Dernier envol

Dernier envol Chaque jour je m’éveille, je vis, je m’endors et souvent à toi je songe encore. J’aime à croire que tu es là, planant quelque part au-dessus de moi, virevoltant, m’observant depuis un ciel alternant mer plate ou océan d’écume, approchant à une vitesse vertigineuse, pour finir par te poser comme une plume. Là, tu te laisserais enivrer de mes subtils parfums le cœur plein d’émois. J’ose espérer que tu poses toujours ton regard envieux sur mes courbes inégales, que tu te noies au gré de mes arabesques, de ma nature sauvage, que tu imagines les milliers de secrets enfouis sereinement sous mon âge. Oui toi l’aviateur, l’aventurier au grand cœur, j’espère que tu te régales. J’imagine qu’il te reste des souvenirs de ton départ vers d’autres cieux. De ce matin d’été où sous un ciel bleu orangé tu as pris ton envol, me quittant une fois de plus pour ta maîtresse aux ébats mécaniques frivoles. Je sais que ton sens du partage est si fort qu’il ne peut y avoir d’envieux. Tant de choses t’attiraient, de ces déserts hypnotiques à ces montagnes vertigineuses, dans chaque élément, pour ne pas te laisser happer, tu voyais un animal sauvage à apprivoiser.
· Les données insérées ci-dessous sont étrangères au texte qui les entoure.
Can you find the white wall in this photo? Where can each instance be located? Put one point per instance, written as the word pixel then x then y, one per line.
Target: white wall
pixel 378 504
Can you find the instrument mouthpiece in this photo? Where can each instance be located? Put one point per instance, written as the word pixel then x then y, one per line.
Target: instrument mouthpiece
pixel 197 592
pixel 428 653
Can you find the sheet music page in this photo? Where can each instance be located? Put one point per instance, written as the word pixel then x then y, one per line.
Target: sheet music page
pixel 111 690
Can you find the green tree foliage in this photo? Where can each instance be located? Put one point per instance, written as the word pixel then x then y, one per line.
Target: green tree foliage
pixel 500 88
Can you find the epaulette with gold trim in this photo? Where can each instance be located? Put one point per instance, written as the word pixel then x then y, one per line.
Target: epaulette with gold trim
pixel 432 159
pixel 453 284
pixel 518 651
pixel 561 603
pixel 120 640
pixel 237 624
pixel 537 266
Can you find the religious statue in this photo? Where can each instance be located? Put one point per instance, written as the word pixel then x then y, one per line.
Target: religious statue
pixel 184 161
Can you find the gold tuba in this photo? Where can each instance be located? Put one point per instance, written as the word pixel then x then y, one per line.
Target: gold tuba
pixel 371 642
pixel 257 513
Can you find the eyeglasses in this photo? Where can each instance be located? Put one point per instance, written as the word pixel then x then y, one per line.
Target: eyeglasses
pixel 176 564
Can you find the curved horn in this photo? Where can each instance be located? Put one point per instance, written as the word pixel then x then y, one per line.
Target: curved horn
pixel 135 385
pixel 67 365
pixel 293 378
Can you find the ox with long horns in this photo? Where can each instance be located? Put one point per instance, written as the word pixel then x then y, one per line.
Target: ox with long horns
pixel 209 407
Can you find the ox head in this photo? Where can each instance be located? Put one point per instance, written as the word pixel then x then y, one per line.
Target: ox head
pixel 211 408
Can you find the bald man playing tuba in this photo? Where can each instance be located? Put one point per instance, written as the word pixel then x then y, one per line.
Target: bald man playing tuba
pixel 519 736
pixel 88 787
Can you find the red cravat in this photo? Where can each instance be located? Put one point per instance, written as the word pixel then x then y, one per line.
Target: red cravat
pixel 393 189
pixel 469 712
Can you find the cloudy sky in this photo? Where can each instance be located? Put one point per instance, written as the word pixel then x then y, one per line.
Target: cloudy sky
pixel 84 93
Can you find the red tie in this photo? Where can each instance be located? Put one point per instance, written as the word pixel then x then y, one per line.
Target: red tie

Un même sentiment teinté d’envie et de crainte, qui jamais pourtant ne te faisait te pavoiser, lorsqu’en toute humilité tu cédais à l’appel de cette nature si vaste et si dangereuse. T’imaginais tu, en me quittant, après ton dernier essor, que tu reposerais dans cette mer qui faisait partie d’un monde qui n’était pas le tien ? Dans cette immensité de vague et d’écume où l’équilibre avec le calme se maintient, sans nul doute ton immatérialité se sera extraite dans un dernier effort. J’aime à croire que ta magnifique âme a fait une place belle à ton côté rêveur. Que tu les as enfin rejoints, tout là-haut, dans ce ciel si mystérieux, ceux à qui tu avais ouvert en toi d’innombrables et improbables lieux, de Guillaumet à Mermoz, ou du Petit Prince aux jeunes filles au renard, quelle ferveur ! Toi que la nature hantait, c’est de l’homme que tu as reçu ce dernier cadeau. Imaginais tu qu’au monde tu laisserais un vide, comme un ultime fardeau ? Moi, Corsica, j’aime à penser qu’au jour de ton dernier envol j’aurai été ton antichambre du paradis, voilà qui me console.